The best way to reduce these impacts is to educate people about the wildlife in the region so that when they visit, they know how to properly recreate and enjoy one of our most cherished national landscapes.
Yellowstone's bison, more commonly referred to as buffalo, are the oldest and largest public bison herd in the United States. Bison are a must-see animal during any park visit, since they stand as an iconic symbol of the region and the state of Wyoming. Bison can weigh up to 2,000 pounds and run as fast as 40 miles per hour. On any given trip to Yellowstone, you are almost guaranteed to spot one of these oddly shaped herbivores grazing at a distance. On many occasions, they slowly saunter across the park roads, causing what we at Backroads call an "am jam"-- when traffic gets backed up due to the excitement of an animal sighting. While it is easy to get very close to a bison (sometimes they will walk right up to your car), it is important to keep your distance, because if scared or aggravated, these huge animals will get aggressive. There have been people harmed by bison in the park, but as long as you give them space, bison are fun animals to watch.
The Yellowstone-Teton area is also home to over 30,000 to 40,000 free-ranging elk, also known as wapiti to the Shawnee, meaning white-rumped deer. Elk spend their summers in Yellowstone's plentiful grasslands and then migrate to warmer areas with less snowfall and more vegetation for the winter. Elk are not spotted as often as bison, but the bull elk are one of the most photographed animals in the park, probably because of their impressive racks. Bulls start growing their antlers around one year old and then in the spring each year, they drop their antlers and grow a new pair. In late summer, elk rub the "velvet" off of their antlers and you can see the signs of their rubbing on trees throughout the parks. Some visitors are lucky enough to find elk antlers on the ground within park boundaries, but antlers are not allowed to be taken as a souvenir.

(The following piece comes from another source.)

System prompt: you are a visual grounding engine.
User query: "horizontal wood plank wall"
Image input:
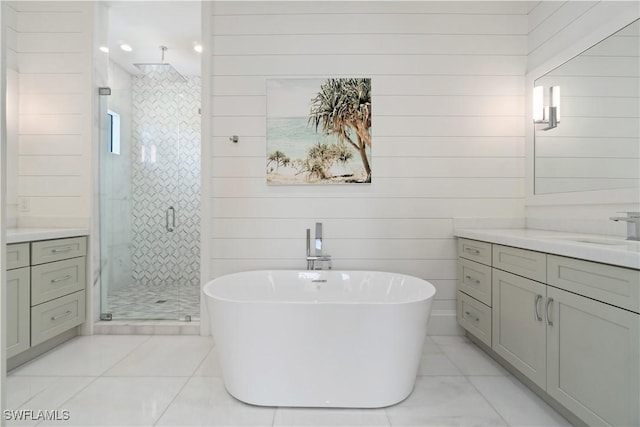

One of the parks' most elusive animals is the gray wolf. In 1995, the National Park Service reintroduced wolves and has slowly been observing their revival. Count yourself lucky if you see a wolf during your visit to the park--because there are so few of them, they are still quite hard to find.
GYE is one of only five regions in North America where grizzly bears are found. Populations have been threatened by habitat loss and hunting. Now only about 600 live within the Yellowstone-Teton area. Grizzly bears generally don't attack humans unless they feel threatened. There are infrequent grizzly attacks in the park but last year 14 grizzly bears had to be euthanized because of interactions with humans. In many cases, bear-human interactions can be avoided by better understanding how to recreate safely in bear territory. For example, it's important to make sure food is not left out for bears to eat and to make noise while hiking so bears are scared away before there is the chance of a startling encounter.
Moose are a fairly frequent yet very special animal to spot when visiting the parks. Moose tend to hang out in marshy meadows or along the banks of rivers and lakes. They usually travel solo or in small groups. The long legs of moose allow them to run through a forest of downed logs at full gallop and trudge through deep snow that deer and elk tend to avoid in the winter time. Moose are most often found in Teton, but due to the fencing from historical ranching properties that have been grandfathered into national parkland, moose and other wildlife in the park are in some areas unable to access water sources, are blocked from migration corridors or risk entanglement. The Jackson Hole Wildlife Foundation, with the help of volunteers, is currently working on removing miles of obsolete barbed-wire fencing in an effort to make it easier for animals to roam freely.
With such abundant wildlife and the unparalleled remoteness of Yellowstone and Grand Teton National Parks, visiting the parks can make you feel like you are going back in time to explore the Wild West. At one time this was a completely pristine area, when animals were exponentially more abundant and free to roam without the stress of human impact. In order to preserve what is still left of this wild frontier, we need to make a concerted effort to educate ourselves about wildlife and how to recreate responsibly. For example: always view wildlife from a distance; keep food contained at all times; or spend time volunteering with a local conservation group. The more people know about our natural environment, the greater their appreciation will be for efforts to protect these sacred landscapes.